Normal Kidney. The echogenic capsule makes the bean shaped organ easily identifiable. The cortex is either isoechoic or hypoechoic (more commonly) compared with the normal liver or normal spleen. The medullary pyramids are hypoechoic or anechoic compared to cortex. On most occasions, the pyramidal shape is not well visualized. The renal cortical tissue extends into the medulla, separating pyramids in the form of columns called ‘columns of Bertin’. Renal sinus fat is echogenic and occupies major part of the inner kidney. The collecting system is usually not visualized unless distended and is embedded in the surrounding echogenic sinus fat. The renal pelvis area is hypoechoic but not “black” unless there is hydronephrosis. Similarly, ureters are not seen unless distended (hydroureter).
Normal Kidney. Sagittal and transverse views, liver on the right and spleen on the left.
Normal Urinary Bladder.  It appears as an anechoic fluid-filled structure (urine is black on ultrasound) located in the mid pelvis. A full bladder is necessary to comprehensively evaluate the characteristics of its walls, contents and pelvic organs. The sagittal view is triangular and transverse section is rectangular – but the shape varies depending on bladder fullness.
Kidney Stones. On grey scale image, stones appear as hyperechoic or bright structures with a posterior “acoustic shadow.” Acoustic shadowing is the black or anechoic area seen beyond structures that do not transmit ultrasound waves. In the Doppler view (inset), stones exhibit a “twinkling sign” or artifact – rapidly alternating focus of color Doppler signals mimicking turbulent flow . This artifact is more pronounced with rougher stones, and more sensitive than shadowing for detection of small stones.
Cysts. A. Simple cyst: well-defined, round, anechoic structure. Increased through transmission manifested by “acoustic enhancement”, which refers to the increased intensity of echoes (bright area) relative to surrounding tissues, distal to a structure that transmits the sound waves very well. B. Large kidney with multiple cysts, seen in Autosomal dominant polycystic kidney disease. C. Complex cyst with internal septations.
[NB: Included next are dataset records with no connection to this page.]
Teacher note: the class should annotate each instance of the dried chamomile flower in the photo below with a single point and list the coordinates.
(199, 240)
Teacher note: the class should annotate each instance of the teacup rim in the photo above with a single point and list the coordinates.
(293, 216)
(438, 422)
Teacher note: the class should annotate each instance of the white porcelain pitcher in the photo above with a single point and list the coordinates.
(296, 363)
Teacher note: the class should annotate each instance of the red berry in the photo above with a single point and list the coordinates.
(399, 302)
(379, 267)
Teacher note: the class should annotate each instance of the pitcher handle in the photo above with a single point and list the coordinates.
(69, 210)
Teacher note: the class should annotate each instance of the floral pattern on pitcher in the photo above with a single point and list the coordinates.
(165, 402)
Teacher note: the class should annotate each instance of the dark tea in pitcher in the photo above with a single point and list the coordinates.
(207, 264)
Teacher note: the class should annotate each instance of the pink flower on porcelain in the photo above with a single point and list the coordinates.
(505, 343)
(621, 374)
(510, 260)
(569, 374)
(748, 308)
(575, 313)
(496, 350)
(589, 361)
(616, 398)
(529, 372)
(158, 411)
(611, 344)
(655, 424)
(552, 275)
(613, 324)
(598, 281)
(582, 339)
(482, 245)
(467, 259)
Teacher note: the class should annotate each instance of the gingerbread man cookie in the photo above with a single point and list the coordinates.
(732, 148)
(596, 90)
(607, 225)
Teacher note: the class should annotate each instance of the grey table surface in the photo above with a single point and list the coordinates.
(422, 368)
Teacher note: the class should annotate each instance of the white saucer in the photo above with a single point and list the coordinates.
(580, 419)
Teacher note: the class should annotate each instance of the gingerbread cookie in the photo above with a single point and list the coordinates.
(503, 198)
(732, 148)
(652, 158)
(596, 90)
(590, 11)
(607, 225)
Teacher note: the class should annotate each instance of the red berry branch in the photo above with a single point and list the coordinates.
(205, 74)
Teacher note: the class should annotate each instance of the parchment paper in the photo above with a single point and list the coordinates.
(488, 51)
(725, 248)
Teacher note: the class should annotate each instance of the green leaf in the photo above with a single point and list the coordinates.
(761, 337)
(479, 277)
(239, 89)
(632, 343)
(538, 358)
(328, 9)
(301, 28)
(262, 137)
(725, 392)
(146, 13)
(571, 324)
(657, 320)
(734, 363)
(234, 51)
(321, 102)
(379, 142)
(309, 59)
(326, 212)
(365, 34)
Hydronephrosis. A. Mild hydronephrosis: dilatation of the renal pelvis and calyces with preserved pelvicalyceal pattern. Cortico-medullary differentiation is preserved and we can see the pyramids. B. Moderate hydronephrosis: As the severity of hydronephrosis increases, urine moves proximally into the kidney exerting pressure on the parenchyma. There is increasing dilatation of the renal pelvis and urine extending inside the kidney. The convex irregular border of the collecting system at the top mimics a “cauliflower appearance.” C. Severe hydronephrosis: renal pelvis and calyces appear ballooned and cortico-medullary differentiation is lost, making the cortex thin. The kidney looks like a fluid filled bag.